I also am extremely lucky that Uncle Nearest did not lay off a single employee during this period. The company actually expanded my role and territory, which was not what I had anticipated when the restaurant industry shut down in March 2O2O. Back in 2OO8, my PR company lost nearly all of our clients in the recession, so I had anticipated the same thing happening to me in 2O2O. In fact, Uncle Nearest grew.
One of the pandemic pivots that I’m super grateful for has been the opportunity to hone my presentation skills virtually. Misty and I created a podcast during the early months of the pandemic (which is sleeping but will hopefully be reawakened for season 2 soon!) which was fun, and I additionally was on a small team of people at Uncle Nearest tasked with developing cocktail tutorials and brand events on Zoom, Facebook and IG Live. I’m a better presenter for it, and I also really love teaching, so I think it somewhat fills the gap left from ten years of leading yoga classes. For now, I’m content to simply enjoy yoga, though I do hope to teach and lead retreats again someday.

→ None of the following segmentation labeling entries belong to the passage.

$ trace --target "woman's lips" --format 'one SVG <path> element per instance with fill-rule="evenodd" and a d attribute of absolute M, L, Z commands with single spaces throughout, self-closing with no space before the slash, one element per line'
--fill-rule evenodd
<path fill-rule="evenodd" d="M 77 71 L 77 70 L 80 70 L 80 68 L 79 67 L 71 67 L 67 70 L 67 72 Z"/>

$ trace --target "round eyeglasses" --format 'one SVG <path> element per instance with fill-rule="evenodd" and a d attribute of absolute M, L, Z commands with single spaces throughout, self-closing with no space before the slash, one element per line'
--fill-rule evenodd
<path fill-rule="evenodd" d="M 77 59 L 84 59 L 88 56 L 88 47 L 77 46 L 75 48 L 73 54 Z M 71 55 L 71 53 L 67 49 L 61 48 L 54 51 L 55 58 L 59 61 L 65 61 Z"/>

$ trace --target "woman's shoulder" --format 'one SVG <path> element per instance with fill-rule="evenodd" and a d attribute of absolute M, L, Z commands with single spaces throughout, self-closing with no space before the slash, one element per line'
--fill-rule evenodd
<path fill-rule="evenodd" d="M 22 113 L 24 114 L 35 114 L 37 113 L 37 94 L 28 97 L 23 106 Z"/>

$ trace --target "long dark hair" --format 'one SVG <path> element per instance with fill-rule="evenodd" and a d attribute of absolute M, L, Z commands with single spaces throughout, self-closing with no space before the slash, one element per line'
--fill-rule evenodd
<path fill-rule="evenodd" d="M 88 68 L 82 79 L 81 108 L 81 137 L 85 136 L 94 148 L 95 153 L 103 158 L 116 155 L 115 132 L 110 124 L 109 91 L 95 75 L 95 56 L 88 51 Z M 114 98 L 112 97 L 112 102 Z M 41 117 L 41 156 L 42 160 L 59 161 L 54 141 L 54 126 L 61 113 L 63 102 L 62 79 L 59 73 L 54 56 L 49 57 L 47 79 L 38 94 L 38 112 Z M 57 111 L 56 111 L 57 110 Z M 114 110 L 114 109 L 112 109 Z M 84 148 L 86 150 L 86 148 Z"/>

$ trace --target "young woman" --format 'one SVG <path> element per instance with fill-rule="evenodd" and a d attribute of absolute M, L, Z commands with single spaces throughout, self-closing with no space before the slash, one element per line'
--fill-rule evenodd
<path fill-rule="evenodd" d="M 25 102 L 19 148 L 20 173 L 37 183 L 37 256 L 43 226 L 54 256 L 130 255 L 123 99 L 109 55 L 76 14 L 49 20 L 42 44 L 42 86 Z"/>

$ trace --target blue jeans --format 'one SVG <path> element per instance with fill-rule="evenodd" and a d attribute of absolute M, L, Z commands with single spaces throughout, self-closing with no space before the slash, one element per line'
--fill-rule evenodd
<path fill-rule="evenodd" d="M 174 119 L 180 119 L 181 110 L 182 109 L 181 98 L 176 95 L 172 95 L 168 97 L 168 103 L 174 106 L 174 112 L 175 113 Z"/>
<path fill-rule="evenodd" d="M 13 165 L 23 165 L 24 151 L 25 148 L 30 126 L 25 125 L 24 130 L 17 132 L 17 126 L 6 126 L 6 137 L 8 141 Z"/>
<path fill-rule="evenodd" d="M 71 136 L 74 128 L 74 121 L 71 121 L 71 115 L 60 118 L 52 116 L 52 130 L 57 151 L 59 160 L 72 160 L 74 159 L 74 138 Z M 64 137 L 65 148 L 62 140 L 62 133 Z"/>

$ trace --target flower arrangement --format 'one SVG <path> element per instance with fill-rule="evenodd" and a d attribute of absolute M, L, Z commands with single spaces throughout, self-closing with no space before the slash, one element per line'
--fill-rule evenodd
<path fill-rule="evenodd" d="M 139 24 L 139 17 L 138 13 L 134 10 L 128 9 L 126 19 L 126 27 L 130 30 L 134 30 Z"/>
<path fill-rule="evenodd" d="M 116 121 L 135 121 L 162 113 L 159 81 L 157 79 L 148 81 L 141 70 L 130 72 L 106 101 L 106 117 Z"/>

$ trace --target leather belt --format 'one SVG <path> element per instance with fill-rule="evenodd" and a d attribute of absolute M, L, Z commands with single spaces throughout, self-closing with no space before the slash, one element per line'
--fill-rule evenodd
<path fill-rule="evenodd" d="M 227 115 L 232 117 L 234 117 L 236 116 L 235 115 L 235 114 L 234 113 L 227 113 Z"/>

MG How have things changed for better and for worse since the pandemic?
KA My greatest hope for change during the pandemic was to have our workplaces, and the world in general, become more compassionate. I am in a wonderful spot with my employers at Uncle Nearest, but I think the jury is still out on how things will shake out in the restaurant industry overall. I would love to see more establishments offer a real living wage, for example, and for people to have a culture of care at work, no matter what industry they are in. I know spots that are working towards this and do have hope about this.
I am heartened to hear more industry leaders speaking out about mental health, which was an issue in this industry long before the pandemic, and I know we all had strong reactions to The Bear on Hulu. So, I have hope that we can find positive change in an industry that can be famously grueling. I think the younger generations will demand it.
MG And finally . . . as the expert on endangered and classic cocktails, what is your personal favorite libation to sip?
KA This is an unfair question, much like having to name a favorite child or pet. Also, my opinion changes based on the day. Today, my favorite libation is a gin martini made with Beefeater or Plymouth gin, a good slug of fresh dry vermouth, orange bitters, and both an olive and a twist. And maybe a bump of caviar. But I made my name in this business on the Pink Lady cocktail, so let’s give her a nod: 1.5 ounces Plymouth gin, .5 ounce Laird’s applejack, .75 ounce fresh squeezed lemon juice, .25 ounce homemade grenadine, 1 egg white, shaken vigorously and strained into a chilled cocktail glass, and garnished with a maraschino cherry.